Background: Previous studies on prognostic indicators in Duchenne muscular dystrophy (DMD) have focussed on childhood cohorts, with lack of data in older cohorts. The role of the genotype also remains unelucidated.
Aim: To determine clinical and genetic prognostic indicators of disease progression in DMD patients.
Methods: Data was collected retrospectively from a cohort of DMD patients between 2020-2022 at a tertiary respiratory centre. Data was reported as median (range). Pearson?s and Mann-Whitney U tests were used for data analysis.

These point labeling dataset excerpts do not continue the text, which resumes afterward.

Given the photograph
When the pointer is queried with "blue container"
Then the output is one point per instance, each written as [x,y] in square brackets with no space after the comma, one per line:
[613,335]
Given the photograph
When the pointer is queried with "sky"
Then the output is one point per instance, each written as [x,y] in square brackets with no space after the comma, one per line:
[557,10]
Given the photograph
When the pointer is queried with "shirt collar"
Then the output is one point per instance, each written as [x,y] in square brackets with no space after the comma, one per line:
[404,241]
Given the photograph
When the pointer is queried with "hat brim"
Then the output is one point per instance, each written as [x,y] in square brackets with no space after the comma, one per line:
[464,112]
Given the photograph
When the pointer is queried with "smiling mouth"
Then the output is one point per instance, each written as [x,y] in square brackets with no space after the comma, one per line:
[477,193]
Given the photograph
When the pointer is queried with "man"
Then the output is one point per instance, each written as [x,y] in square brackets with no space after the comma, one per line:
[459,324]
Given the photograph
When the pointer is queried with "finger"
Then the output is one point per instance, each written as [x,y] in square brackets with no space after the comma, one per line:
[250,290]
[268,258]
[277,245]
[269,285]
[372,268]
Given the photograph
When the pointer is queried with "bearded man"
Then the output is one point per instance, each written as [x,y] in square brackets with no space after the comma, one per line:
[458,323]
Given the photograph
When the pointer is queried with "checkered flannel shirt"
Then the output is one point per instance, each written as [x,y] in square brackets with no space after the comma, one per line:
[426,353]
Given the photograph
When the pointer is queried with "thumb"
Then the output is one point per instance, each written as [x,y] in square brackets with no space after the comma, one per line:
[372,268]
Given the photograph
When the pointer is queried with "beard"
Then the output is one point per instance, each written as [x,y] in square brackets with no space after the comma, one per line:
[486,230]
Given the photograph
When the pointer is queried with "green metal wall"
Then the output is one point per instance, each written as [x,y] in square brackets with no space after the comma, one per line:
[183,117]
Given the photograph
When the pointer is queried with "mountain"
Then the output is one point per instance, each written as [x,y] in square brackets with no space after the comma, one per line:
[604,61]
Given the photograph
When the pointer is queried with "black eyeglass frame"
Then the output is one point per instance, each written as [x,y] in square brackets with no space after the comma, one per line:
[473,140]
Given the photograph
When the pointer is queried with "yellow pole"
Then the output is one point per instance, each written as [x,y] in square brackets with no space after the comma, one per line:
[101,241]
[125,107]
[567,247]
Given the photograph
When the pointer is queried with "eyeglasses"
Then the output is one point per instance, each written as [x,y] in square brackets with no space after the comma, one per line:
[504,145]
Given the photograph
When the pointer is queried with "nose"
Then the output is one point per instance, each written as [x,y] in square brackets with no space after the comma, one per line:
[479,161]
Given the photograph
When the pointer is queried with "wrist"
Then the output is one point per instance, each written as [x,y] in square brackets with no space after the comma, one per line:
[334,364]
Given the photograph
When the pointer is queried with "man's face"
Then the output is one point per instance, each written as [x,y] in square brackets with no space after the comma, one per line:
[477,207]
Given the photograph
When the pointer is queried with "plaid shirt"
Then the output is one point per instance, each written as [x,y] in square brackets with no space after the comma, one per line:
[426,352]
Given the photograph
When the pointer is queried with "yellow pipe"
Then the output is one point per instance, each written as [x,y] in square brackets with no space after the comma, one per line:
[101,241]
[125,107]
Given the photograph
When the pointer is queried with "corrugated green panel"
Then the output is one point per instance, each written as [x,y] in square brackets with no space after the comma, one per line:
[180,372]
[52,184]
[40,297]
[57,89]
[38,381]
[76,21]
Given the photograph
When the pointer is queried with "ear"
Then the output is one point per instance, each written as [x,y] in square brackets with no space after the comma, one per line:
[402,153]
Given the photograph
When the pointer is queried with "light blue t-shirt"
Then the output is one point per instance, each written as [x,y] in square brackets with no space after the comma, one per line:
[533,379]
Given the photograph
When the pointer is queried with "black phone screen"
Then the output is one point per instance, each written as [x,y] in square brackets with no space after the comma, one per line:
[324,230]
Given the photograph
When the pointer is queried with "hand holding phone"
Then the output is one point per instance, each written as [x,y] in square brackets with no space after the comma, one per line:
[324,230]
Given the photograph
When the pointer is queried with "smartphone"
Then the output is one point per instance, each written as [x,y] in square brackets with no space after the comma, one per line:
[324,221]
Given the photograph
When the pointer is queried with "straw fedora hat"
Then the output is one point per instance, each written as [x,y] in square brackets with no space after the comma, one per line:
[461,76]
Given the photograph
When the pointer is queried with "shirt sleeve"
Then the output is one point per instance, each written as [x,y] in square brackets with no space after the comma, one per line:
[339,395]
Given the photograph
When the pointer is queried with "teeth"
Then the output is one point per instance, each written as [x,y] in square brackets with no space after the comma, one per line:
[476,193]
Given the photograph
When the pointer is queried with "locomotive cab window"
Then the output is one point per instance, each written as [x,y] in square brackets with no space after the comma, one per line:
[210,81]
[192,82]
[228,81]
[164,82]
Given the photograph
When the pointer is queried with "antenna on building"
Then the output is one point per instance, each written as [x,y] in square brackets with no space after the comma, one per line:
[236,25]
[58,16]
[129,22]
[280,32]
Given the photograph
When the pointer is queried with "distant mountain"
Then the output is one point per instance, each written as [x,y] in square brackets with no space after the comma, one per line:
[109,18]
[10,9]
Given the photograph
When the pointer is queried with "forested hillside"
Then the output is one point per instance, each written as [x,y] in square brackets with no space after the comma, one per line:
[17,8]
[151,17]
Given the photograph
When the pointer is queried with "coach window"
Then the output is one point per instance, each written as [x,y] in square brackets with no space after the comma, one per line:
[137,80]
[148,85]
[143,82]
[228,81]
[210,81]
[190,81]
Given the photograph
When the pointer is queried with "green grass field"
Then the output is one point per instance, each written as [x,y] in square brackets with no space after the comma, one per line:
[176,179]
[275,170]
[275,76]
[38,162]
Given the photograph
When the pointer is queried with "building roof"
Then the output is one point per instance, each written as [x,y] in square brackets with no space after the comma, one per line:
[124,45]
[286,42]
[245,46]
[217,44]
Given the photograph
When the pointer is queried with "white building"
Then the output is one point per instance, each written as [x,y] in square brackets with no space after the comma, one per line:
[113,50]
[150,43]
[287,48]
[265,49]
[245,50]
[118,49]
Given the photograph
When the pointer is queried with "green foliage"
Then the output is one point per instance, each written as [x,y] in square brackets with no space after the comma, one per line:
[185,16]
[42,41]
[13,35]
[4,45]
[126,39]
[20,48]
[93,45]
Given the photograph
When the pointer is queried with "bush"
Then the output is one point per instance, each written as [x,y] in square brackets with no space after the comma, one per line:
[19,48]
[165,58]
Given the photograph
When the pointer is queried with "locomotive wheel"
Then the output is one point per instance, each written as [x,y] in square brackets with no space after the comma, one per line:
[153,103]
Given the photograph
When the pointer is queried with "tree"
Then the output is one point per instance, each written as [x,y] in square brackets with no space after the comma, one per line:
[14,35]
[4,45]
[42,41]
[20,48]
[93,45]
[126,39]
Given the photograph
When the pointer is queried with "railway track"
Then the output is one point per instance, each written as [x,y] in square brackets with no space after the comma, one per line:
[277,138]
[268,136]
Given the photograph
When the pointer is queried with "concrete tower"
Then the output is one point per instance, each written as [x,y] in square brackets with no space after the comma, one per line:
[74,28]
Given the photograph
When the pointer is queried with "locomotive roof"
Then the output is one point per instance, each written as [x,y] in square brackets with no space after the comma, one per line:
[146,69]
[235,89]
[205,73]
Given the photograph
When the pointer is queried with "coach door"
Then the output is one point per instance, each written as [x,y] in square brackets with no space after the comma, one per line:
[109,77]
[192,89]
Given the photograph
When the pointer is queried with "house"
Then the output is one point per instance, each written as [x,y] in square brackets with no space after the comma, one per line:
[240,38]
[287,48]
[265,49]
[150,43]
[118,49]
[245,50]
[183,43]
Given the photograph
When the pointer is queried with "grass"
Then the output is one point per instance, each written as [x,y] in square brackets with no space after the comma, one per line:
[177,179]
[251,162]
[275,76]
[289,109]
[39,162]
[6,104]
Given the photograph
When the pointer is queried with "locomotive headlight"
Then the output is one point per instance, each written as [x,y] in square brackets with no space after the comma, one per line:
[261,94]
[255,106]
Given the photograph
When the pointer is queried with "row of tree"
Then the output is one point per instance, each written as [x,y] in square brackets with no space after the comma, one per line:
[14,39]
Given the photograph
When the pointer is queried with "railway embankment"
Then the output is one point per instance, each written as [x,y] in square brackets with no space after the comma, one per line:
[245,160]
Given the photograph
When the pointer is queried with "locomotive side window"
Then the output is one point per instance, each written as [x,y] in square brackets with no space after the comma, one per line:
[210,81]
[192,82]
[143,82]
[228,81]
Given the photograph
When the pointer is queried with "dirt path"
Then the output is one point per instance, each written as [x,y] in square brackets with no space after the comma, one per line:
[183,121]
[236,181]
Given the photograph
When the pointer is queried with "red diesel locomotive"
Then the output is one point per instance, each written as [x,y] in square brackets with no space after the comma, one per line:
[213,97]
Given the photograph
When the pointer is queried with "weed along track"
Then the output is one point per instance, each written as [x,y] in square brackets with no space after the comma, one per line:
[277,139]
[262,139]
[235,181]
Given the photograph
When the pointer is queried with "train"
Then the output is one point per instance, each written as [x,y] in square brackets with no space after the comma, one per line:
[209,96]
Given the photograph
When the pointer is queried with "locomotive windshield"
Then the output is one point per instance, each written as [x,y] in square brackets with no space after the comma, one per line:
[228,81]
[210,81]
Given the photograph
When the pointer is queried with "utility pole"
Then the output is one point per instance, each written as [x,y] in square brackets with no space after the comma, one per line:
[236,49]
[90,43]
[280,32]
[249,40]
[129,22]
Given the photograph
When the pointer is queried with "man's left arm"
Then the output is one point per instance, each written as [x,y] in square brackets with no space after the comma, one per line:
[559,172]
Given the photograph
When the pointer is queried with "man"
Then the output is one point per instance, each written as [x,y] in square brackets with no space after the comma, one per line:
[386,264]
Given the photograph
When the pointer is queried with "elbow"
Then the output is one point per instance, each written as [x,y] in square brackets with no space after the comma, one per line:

Result: 41 patients were identified, aged 33 (25-47) years. Age to non-ambulation was 10 (8-16) years. All patients were on non-invasive ventilation (NIV) and 70.7% were NIV-dependent. Age of NIV commencement and NIV-dependence were 18 (13-27) years and 28 (23-39) years, respectively. 95% of patients had cardiomyopathy and age of diagnosis was 16 (7-30) years. The age of NIV-dependence correlated with both age of cardiomyopathy (r=0.51, p=0.008) and age of non-ambulation (r=0.51, p=0.019) (Figure 1).
Age of non-ambulation (p<0.05), NIV-dependence (p=0.02) and cardiomyopathy (p=0.01) were lower in patients with multi-exonal than single exon mutations.
Conclusion: The age when ambulation is lost correlates with age of total ventilator dependency, providing empirical validation of the former. Multi-exonal mutations are associated with a worse prognosis.